E. 5 La recourante conteste ensuite s'être rendue coupable de

l'infraction réprimée par l'art. 219 CP. Elle fait

valoir que le fait d'avoir empêché son enfant mineur

de débuter une formation professionnelle

préalablement prévue ne constitue pas une atteinte au

développement de celui-ci. Elle se prévaut à

cet égard d'un arrêt non publié du Tribunal

fédéral (6S.339/2003, du 12 novembre 2003, ad TACC VD

du

23 juillet 2003

).

Pour ce qui est, d'abord, des actes répétés en

relation avec la violation durable du devoir d'assistance ou

d'éducation, l'arrêt précise qu'il faut

"normalement" de tels actes répétés,

respectivement une violation durable, par opposition à une

"transgression

du droit de punir de peu

d'importance (qui) ne saurait déjà tomber sous le

coup de l'art. 219 CP

" (arrêt précité,

c. 2.3). In casu, on ne se trouve pas en présence d'actes de

peu d'importance. Bien plutôt, il s'agit, comme

déjà relevé, d'actes graves, même s'ils

n'ont pas été à proprement parler

répétés ou durables, s'agissant d'un unique

complexe de faits recouvrant plusieurs comportements continus.

S'agissant, ensuite, de la menace d'atteinte à

l'intégrité physique et/ou psychique de la victime,

la jurisprudence n'exige pas la "vraisemblance" de séquelles

durables (arrêt précité, ibid.). Cette

condition est ici remplie du seul fait que le mineur n'avait pu

entamer à temps la formation professionnelle prévue

auparavant, qu'il avait donc dû différer. Comme

déjà relevé en ce qui concerne le

co-recourant, il n'est pas déterminant que la victime ait,

au bout du compte, pu débuter la formation choisie.

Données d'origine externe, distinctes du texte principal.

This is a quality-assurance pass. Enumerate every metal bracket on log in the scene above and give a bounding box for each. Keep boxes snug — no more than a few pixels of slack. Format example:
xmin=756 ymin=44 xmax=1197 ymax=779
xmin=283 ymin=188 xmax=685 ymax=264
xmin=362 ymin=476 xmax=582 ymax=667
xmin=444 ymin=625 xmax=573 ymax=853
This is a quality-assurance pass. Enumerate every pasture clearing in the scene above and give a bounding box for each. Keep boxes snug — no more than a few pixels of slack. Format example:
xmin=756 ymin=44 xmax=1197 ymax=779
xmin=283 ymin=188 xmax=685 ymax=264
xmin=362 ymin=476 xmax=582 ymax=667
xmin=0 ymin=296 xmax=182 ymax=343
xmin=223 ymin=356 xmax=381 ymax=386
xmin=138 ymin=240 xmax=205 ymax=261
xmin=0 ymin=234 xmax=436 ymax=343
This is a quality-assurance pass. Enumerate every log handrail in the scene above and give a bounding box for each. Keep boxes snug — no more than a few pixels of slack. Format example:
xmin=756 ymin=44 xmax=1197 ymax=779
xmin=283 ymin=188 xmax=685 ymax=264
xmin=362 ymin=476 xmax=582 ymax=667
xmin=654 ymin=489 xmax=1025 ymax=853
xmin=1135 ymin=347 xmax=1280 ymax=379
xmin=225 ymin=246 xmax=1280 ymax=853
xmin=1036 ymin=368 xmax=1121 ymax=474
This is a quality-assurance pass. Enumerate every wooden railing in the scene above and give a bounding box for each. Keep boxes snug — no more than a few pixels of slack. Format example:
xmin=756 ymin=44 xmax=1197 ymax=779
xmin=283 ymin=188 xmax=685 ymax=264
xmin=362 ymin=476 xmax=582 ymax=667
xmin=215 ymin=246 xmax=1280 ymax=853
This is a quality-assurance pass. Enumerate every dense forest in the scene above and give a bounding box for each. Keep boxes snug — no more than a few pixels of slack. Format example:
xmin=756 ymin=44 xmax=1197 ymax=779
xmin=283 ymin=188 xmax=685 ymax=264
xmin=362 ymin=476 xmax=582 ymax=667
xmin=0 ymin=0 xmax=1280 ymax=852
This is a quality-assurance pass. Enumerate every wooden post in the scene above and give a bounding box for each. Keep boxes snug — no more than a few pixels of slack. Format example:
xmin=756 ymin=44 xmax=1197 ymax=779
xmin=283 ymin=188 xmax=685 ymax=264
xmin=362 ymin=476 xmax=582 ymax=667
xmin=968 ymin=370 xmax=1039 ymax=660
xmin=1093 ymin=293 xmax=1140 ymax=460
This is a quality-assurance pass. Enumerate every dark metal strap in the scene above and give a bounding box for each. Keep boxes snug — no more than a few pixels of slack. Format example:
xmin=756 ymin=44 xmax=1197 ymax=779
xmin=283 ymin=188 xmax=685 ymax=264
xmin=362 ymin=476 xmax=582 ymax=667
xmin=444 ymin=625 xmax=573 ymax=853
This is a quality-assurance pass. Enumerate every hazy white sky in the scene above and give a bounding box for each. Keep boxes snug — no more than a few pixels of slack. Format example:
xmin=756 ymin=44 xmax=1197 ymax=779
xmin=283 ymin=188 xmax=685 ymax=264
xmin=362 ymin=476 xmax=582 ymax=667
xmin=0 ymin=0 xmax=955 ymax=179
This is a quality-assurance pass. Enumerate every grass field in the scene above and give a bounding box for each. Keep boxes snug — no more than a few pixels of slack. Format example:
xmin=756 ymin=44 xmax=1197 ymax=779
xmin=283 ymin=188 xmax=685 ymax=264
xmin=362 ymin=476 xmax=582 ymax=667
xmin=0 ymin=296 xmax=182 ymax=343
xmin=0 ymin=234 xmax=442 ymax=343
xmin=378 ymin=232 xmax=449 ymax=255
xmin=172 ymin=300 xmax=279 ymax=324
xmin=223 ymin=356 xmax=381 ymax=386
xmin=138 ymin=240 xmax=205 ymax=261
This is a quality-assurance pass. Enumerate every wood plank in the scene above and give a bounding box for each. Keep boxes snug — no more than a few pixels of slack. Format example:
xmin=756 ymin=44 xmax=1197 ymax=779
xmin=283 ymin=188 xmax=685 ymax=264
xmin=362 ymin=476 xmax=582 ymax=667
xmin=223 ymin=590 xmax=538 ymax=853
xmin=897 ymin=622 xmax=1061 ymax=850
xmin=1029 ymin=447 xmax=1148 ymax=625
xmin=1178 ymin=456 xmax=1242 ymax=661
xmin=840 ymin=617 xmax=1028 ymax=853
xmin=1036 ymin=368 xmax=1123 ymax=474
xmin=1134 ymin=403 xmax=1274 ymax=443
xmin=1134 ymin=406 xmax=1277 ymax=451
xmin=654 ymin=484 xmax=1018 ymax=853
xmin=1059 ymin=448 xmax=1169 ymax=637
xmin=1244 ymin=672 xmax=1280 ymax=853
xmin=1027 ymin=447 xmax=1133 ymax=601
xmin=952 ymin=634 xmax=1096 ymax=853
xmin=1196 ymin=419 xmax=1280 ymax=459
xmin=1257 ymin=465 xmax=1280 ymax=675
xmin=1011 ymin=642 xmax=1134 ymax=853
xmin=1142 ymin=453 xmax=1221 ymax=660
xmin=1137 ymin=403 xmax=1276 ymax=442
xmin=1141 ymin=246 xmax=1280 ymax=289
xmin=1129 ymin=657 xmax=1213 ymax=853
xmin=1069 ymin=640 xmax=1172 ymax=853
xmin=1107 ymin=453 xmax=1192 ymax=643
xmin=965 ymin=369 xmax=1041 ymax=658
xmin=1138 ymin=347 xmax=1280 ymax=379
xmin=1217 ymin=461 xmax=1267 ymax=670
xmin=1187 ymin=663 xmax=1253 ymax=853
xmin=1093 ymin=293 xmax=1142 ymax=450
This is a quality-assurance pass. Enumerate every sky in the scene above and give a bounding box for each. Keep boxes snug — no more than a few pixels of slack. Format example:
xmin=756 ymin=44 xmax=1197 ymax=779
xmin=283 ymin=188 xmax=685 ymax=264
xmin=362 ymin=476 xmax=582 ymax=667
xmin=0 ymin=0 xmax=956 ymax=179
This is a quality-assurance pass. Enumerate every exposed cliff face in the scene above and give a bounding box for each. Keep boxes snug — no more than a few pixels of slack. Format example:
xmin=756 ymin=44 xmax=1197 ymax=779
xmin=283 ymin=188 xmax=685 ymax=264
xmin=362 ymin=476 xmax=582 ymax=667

Pour le surplus, il suffit de renvoyer aux motifs applicables au

co-recourant.

Le moyen déduit de l'art. 219 CP doit donc également

être rejeté.

E. 6 La dernière conclusion du recours porte sur les conclusions civiles de la victime, la mise à charge des frais étant de droit puisque constituant l'accessoire du fond. Les conclusions civiles allouées à la victime, à la charge des accusés solidairement entre eux, l'ont été uniquement au titre de l'indemnité de son conseil d'office. Il lui a été donné acte de ses réserves civiles pour le surplus. Le rejet de son recours implique que l'accusée succombe à l'action pénale. Il en va de même du co-recourant. Les intéressés sont donc débiteurs de dépens pénaux en faveur de la partie civile qui obtient gain de cause au pénal (art. 157 al. 1 CPP, par renvoi de l'art. 163 al. 2, seconde phrase, CPP). Leur qualité de débiteurs solidaires n'a pas à être remise en cause, s'agissant de co-auteurs condamnés pour les mêmes faits et dont l'étendue de la culpabilité est proche (art. 160 al. 2 CPP, également par renvoi de l'art. 163 al. 2, seconde phrase, CPP). Partant, il n'y a pas lieu de modifier le sort des conclusions civiles allouées par les premiers juges. Leur quotité n'est au surplus pas contestée en tant que telle.

E. 7 Enfin, la quotité de la peine n'est pas contestée

séparément et ne fait, en particulier et à

l'instar du recours déposé par l'accusé, pas

l'objet d'une conclusion. Vérifiée d'office, elle

procède d'une correcte application de l'art. 47 CP,

étant à la mesure de la culpabilité de

l'accusée. De même, le montant du jour-amende a

été fixé en prenant en compte la situation

économique de l'intéressée dans ses

différents aspects, conformément à l'art. 34

al. 2 CP.

Le recours en réforme doit donc être rejeté

à l'instar du recours en nullité.

III.

En conclusion, les recours doivent être rejetés en

application de l'art. 431 al. 2 CPP et le jugement

confirmé.

Vu l'issue des recours, les frais de deuxième instance sont

mis par moitié à la charge de chacun des recourants

(art. 450 al. 1 CPP). A ces frais s'ajoutent l'une et l'autre

indemnité allouée au défenseur d'office de

chacun des recourants, par 1'162 fr. 10 pour A.K.________ et par

1'549 fr. 45 pour B.________, TVA comprise.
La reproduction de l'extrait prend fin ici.